True C: 0.5, computed C 0.350776916893

plt.plot(A, alpha=.5, label="A")
plt.plot(B, alpha=.5, label="B")
plt.plot(A-C*B, label="A-CB")
plt.legend()
plt.ylim(-10,10);

Solving for C using optimization

We can use optimization packages, such as scipy's optimize module to check our analytical solution.

from scipy.optimize import minimize
def SSD (c, a, b):
    """returns the sum squared of a - c*b"""
    return np.sum( (a-c*b)**2 )

res = minimize(SSD, 1, args=(A, B))
C = res.x[0]
print("True C: {}, computed C: {}".format(true_C, C))

True C: 0.5, computed C: 0.350776907985

Which is the same solution found analytically.

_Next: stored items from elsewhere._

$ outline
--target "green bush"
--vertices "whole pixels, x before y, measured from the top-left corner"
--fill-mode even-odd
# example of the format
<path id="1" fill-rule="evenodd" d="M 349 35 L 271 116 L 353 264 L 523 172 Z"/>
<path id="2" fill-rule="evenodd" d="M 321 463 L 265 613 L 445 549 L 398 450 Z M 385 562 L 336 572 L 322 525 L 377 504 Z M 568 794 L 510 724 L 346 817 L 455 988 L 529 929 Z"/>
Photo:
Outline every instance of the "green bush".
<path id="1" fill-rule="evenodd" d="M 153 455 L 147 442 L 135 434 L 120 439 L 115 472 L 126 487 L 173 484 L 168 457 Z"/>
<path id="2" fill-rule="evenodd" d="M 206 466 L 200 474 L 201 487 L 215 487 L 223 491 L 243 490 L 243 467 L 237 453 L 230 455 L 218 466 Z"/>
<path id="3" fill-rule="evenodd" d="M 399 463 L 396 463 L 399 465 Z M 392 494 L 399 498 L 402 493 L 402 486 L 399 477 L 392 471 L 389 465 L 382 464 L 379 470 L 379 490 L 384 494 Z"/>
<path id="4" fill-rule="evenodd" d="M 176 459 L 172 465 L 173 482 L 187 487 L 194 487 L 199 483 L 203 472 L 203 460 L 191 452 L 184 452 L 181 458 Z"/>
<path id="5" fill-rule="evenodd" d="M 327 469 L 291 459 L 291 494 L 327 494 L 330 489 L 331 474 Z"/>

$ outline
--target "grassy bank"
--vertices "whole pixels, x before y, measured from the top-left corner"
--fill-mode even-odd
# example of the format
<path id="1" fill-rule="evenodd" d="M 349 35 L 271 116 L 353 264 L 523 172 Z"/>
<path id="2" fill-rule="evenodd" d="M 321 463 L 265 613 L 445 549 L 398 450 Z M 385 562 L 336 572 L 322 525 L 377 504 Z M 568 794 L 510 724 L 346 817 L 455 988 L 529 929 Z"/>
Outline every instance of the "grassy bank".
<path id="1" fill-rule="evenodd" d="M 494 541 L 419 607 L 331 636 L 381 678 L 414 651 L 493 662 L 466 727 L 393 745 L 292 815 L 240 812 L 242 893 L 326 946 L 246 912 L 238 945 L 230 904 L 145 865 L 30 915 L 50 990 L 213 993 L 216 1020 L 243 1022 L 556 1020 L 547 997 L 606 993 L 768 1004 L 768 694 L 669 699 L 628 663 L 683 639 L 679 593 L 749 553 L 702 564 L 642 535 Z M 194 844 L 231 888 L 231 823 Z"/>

Quality of common mode rejection over signal-to-noise ratios

def find_c(snr, T, true_C):
    signal_1 = np.random.randn(T)
    signal_2 = np.random.randn(T)
    common_noise = 1/snr*np.random.randn(T)
    A = signal_1 + common_noise
    B = signal_2 + common_noise / true_C
    return np.dot(A, B) / np.dot(B, B)

true_C = 0.5
snr = np.arange(0.05, 2, 0.05)
C = [find_c(x, 1000, true_C) for x in snr]
plt.scatter(snr, C, label="Measured C", color=sns.color_palette()[0])
plt.xlabel("SNR")
plt.ylabel("measured C")
plt.hlines(true_C, snr[0], snr[-1], label="True C", color=sns.color_palette()[1])
plt.hlines(1, snr[0], snr[-1], label=u"Naïve C",
           color=sns.color_palette()[2])
plt.legend()
plt.xlim(snr[0], snr[-1])
plt.title("C < 1, (coefficient fit to larger signal)");

true_C = 2
snr = np.arange(0.05, 2, 0.05)
C = [find_c(x, 1000, true_C) for x in snr]
plt.scatter(snr, C, label="Measured C", color=sns.color_palette()[0])
plt.xlabel("SNR")
plt.ylabel("measured C")
plt.hlines(true_C, snr[0], snr[-1], label="True C", color=sns.color_palette()[1])
plt.hlines(1, snr[0], snr[-1], label=u"Naïve C",
           color=sns.color_palette()[2])
plt.legend()
plt.xlim(snr[0], snr[-1])
plt.title("C > 1, (coefficient fit to smaller signal)");

Conclusion

Optimizing C works best when the SNR is low, so a segment of recording without much signal is ideal. When fitting C, choose the noiser of the two channels.